温爷爷微愕了下,突然哈哈大笑。好小子,连他为了带孙女回美国,不惜假装中风的事他也知道。
“你想拿这个秘密当作交换条件?”笑歇,他佯怒道。
展司漠斜睐他一眼,淡然地又将喷嘴转向,“看看了,反正我们这种不择手段的人,心情一向难预料。”

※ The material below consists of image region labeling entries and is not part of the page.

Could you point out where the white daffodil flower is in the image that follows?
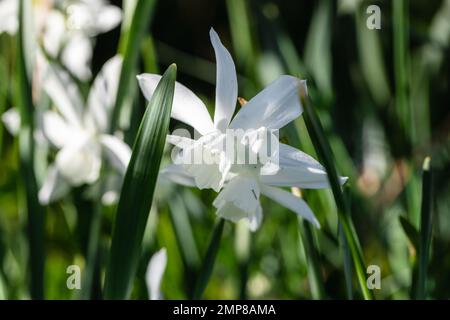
[138,29,346,230]
[145,248,167,300]
[39,56,131,204]
[0,0,122,80]
[0,0,19,35]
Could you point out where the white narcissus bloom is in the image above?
[2,56,131,204]
[0,0,19,35]
[0,0,122,80]
[138,29,346,230]
[145,248,167,300]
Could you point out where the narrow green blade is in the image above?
[299,86,373,300]
[104,64,176,299]
[193,218,225,300]
[298,218,327,300]
[17,1,44,299]
[415,157,433,300]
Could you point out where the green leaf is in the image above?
[399,216,419,250]
[17,1,44,299]
[105,64,176,299]
[415,157,433,300]
[110,0,155,132]
[299,218,327,300]
[299,86,373,300]
[192,218,225,300]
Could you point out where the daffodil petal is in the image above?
[85,55,122,132]
[213,176,260,222]
[145,248,167,300]
[0,0,19,35]
[159,164,196,187]
[261,185,320,228]
[61,32,94,81]
[42,111,78,148]
[137,73,214,135]
[55,141,101,186]
[230,75,306,129]
[2,108,20,136]
[96,5,122,33]
[38,165,70,205]
[209,28,238,131]
[247,205,263,232]
[42,59,83,127]
[261,143,347,189]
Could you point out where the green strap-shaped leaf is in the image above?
[17,1,44,299]
[104,64,176,299]
[299,86,374,300]
[414,157,433,300]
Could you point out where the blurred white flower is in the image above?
[0,0,122,81]
[138,29,346,230]
[2,108,20,136]
[0,0,19,35]
[145,248,167,300]
[39,56,131,204]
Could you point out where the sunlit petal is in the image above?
[230,75,306,129]
[39,165,70,205]
[261,185,320,228]
[209,28,237,131]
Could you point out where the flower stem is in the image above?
[415,157,433,300]
[299,218,327,300]
[299,85,374,300]
[192,218,225,300]
[17,1,45,299]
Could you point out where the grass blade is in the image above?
[415,157,433,300]
[392,0,411,139]
[338,224,353,300]
[110,0,155,132]
[17,1,44,299]
[299,86,373,300]
[299,218,327,300]
[105,64,176,299]
[193,218,225,299]
[169,194,201,294]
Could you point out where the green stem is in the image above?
[416,157,433,300]
[299,218,327,300]
[339,224,353,300]
[17,1,44,299]
[299,85,374,300]
[193,218,225,300]
[80,196,102,300]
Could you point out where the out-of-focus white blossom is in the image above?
[145,248,167,300]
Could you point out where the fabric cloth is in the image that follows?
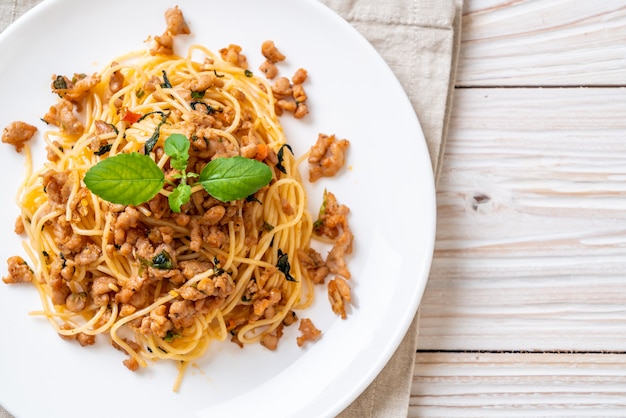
[0,0,463,418]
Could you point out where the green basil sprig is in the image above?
[84,134,272,212]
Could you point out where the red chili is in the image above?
[122,109,141,125]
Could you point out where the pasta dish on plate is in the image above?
[2,8,353,390]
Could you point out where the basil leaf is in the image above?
[151,250,174,270]
[198,156,272,202]
[276,248,297,282]
[167,183,191,213]
[163,134,189,171]
[84,152,165,205]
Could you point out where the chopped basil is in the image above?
[276,144,293,174]
[276,248,296,282]
[151,250,174,270]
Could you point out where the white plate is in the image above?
[0,0,435,418]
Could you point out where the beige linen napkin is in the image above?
[321,0,463,418]
[0,0,463,418]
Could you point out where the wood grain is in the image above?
[457,0,626,86]
[419,89,626,351]
[408,0,626,408]
[409,353,626,418]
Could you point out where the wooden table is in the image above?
[409,0,626,418]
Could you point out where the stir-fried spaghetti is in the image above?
[0,6,352,387]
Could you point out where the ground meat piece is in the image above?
[272,77,293,99]
[74,242,102,266]
[76,332,96,347]
[52,74,100,103]
[326,226,354,279]
[65,292,87,312]
[259,60,278,80]
[42,99,84,135]
[2,121,37,152]
[296,318,322,347]
[298,248,330,284]
[2,255,35,284]
[153,32,174,56]
[328,277,352,319]
[293,103,309,119]
[309,134,350,182]
[94,120,115,135]
[179,260,213,279]
[252,289,282,318]
[89,276,117,306]
[140,305,174,338]
[261,41,285,63]
[283,311,298,326]
[122,357,139,372]
[184,73,224,92]
[293,84,308,103]
[165,6,191,35]
[219,44,248,69]
[260,334,279,351]
[314,191,350,239]
[291,68,308,85]
[178,286,207,301]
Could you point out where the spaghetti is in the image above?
[3,24,346,389]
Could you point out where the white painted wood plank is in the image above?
[409,353,626,418]
[419,89,626,351]
[457,0,626,86]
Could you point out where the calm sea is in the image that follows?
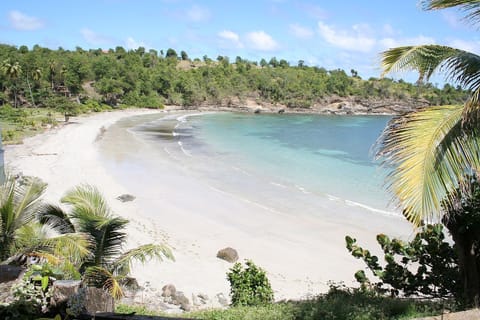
[131,113,393,218]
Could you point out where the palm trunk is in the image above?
[445,219,480,308]
[27,74,36,107]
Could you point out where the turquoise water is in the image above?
[135,113,391,212]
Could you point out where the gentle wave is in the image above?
[178,141,192,157]
[208,185,286,216]
[345,200,402,217]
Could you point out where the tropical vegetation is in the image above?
[345,224,463,304]
[0,44,466,113]
[0,177,173,319]
[38,185,173,298]
[116,284,455,320]
[378,0,480,305]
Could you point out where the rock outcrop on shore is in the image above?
[182,96,430,115]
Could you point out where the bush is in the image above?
[227,260,273,306]
[295,284,450,320]
[345,224,461,298]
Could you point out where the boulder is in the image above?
[50,280,82,307]
[0,264,25,283]
[162,284,177,298]
[85,287,115,315]
[215,293,228,307]
[173,291,192,312]
[217,247,238,263]
[117,194,135,202]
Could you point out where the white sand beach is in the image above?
[5,110,413,308]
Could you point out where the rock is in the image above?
[50,280,82,307]
[197,293,208,304]
[413,309,480,320]
[85,287,115,315]
[0,265,25,283]
[117,194,135,202]
[162,284,177,298]
[217,247,238,263]
[215,293,228,307]
[173,291,192,312]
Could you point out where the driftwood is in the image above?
[94,312,194,320]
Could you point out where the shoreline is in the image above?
[5,108,412,306]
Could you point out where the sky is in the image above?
[0,0,480,80]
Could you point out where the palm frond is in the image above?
[83,266,123,299]
[41,232,92,266]
[37,204,75,233]
[382,45,480,91]
[422,0,480,23]
[15,223,92,266]
[377,106,480,225]
[112,244,175,276]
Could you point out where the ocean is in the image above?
[123,112,398,219]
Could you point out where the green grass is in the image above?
[0,105,62,144]
[116,286,454,320]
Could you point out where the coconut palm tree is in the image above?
[0,178,89,269]
[377,0,480,305]
[1,60,22,107]
[39,185,173,298]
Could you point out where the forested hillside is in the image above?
[0,45,467,109]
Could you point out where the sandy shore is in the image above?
[5,110,412,308]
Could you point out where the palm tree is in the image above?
[0,178,89,269]
[377,0,480,305]
[39,185,173,298]
[2,60,22,107]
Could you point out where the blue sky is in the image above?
[0,0,480,82]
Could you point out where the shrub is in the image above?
[227,260,273,306]
[295,284,450,320]
[345,224,461,298]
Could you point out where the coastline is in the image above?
[5,108,411,310]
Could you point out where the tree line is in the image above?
[0,44,468,108]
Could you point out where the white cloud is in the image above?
[8,10,45,31]
[383,23,395,36]
[187,5,210,22]
[442,11,462,29]
[218,30,243,48]
[448,39,480,53]
[245,31,278,51]
[318,21,376,52]
[289,23,314,39]
[125,37,150,50]
[379,35,435,49]
[80,28,113,45]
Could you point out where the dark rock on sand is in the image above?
[117,194,135,202]
[217,247,238,263]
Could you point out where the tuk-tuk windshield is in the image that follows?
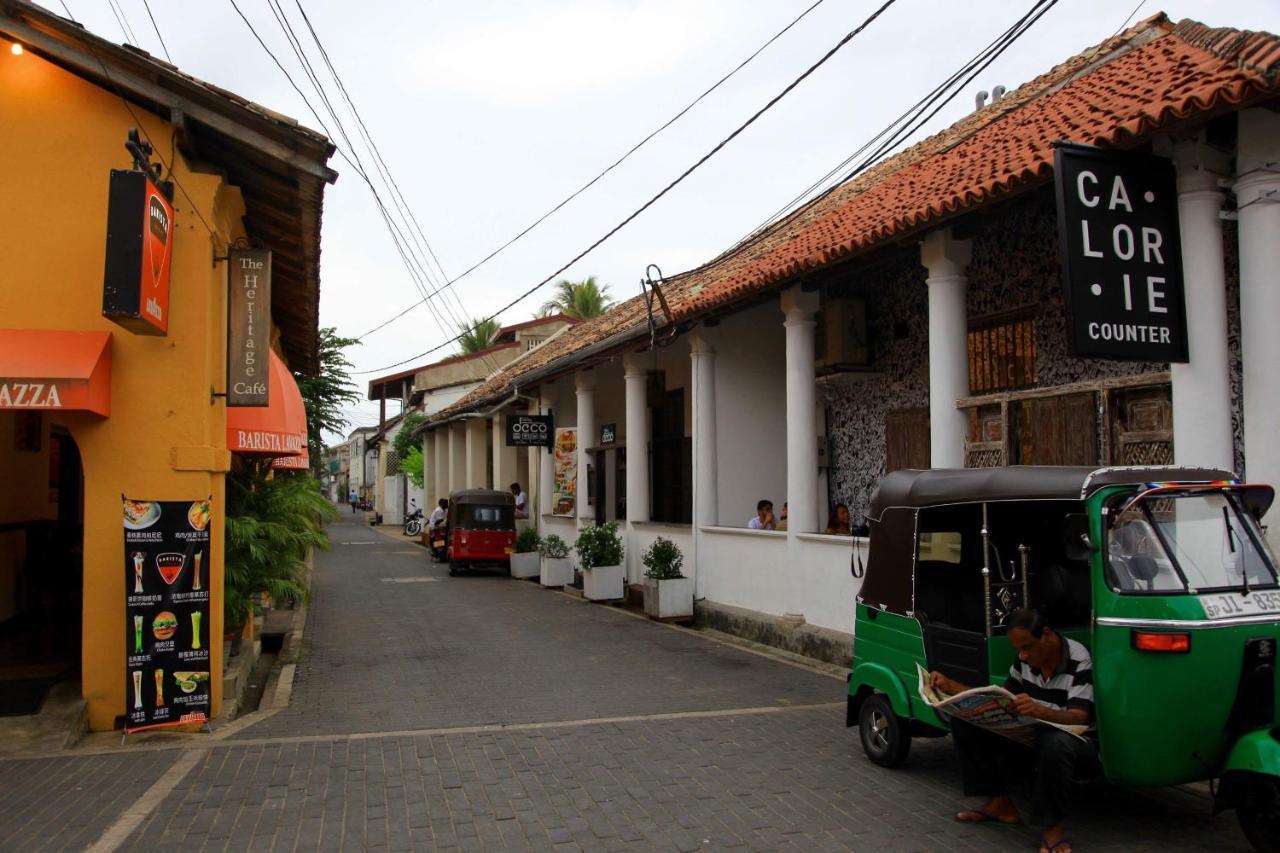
[1107,492,1276,593]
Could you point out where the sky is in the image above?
[62,0,1280,438]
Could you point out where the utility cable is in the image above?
[350,0,823,338]
[352,0,897,375]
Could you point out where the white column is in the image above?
[776,284,818,534]
[462,418,489,489]
[1170,142,1234,470]
[920,228,972,467]
[689,327,721,528]
[575,370,595,528]
[1235,109,1280,507]
[622,355,649,521]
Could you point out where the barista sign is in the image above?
[1053,142,1188,361]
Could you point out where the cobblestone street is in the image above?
[0,514,1245,850]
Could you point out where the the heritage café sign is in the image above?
[507,415,556,447]
[1053,142,1188,361]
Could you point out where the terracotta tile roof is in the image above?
[435,14,1280,420]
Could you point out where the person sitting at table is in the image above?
[823,503,851,537]
[746,498,776,530]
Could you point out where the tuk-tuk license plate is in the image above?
[1199,589,1280,619]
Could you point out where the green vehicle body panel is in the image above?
[849,487,1280,786]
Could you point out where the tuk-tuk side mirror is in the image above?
[1062,512,1098,562]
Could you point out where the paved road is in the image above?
[0,514,1244,850]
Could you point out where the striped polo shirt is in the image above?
[1005,637,1093,722]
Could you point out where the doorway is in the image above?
[0,411,84,716]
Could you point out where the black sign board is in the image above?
[1053,143,1187,361]
[507,415,556,447]
[124,498,211,731]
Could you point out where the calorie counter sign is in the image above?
[1053,142,1188,361]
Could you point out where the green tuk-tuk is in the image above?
[846,466,1280,850]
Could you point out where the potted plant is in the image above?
[640,537,694,619]
[539,533,573,587]
[573,521,625,601]
[511,528,543,578]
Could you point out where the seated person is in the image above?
[746,498,774,530]
[823,503,851,537]
[929,608,1098,853]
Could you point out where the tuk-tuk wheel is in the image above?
[858,693,911,767]
[1235,776,1280,853]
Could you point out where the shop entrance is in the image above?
[0,411,83,716]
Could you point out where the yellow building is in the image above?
[0,0,337,730]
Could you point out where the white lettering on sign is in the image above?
[0,382,63,409]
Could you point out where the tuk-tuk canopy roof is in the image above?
[870,465,1235,520]
[449,489,516,506]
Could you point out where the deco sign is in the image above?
[102,169,174,336]
[1053,143,1188,361]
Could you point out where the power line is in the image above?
[142,0,173,65]
[352,0,897,375]
[350,0,823,338]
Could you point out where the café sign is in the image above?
[102,169,174,336]
[1053,142,1188,361]
[507,415,556,447]
[227,248,271,406]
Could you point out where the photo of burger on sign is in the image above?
[102,169,174,334]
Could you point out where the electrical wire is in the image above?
[352,0,897,375]
[355,0,823,339]
[142,0,173,65]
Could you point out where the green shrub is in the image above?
[640,537,685,580]
[573,521,622,569]
[516,528,543,553]
[538,533,568,560]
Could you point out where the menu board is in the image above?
[552,428,577,516]
[124,498,211,731]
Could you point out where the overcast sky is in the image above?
[64,0,1280,435]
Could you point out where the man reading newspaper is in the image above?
[929,608,1098,853]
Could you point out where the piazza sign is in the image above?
[1053,142,1188,361]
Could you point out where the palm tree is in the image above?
[538,275,614,320]
[458,318,502,355]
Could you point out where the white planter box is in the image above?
[511,551,541,578]
[644,578,694,619]
[582,566,625,601]
[539,557,573,587]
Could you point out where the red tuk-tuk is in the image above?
[444,489,516,575]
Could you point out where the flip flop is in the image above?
[956,808,1018,824]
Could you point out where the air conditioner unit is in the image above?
[814,296,872,370]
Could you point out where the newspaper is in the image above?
[915,663,1088,745]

对他轻漫的态度并不以为意,老人朗声大笑。这小子有前途,一定得留他继承温氏。
“你会接掌温氏吧?”也不必拐弯了,越拐这孩子只会越闹脾气。
“再说。”果然有这种打算,老奸巨猾。
“楚楚的叔叔身体越来越差,必须休息了。如果你真的分身乏术,我不勉强,楚楚是可造之材,假以时日必成大器。”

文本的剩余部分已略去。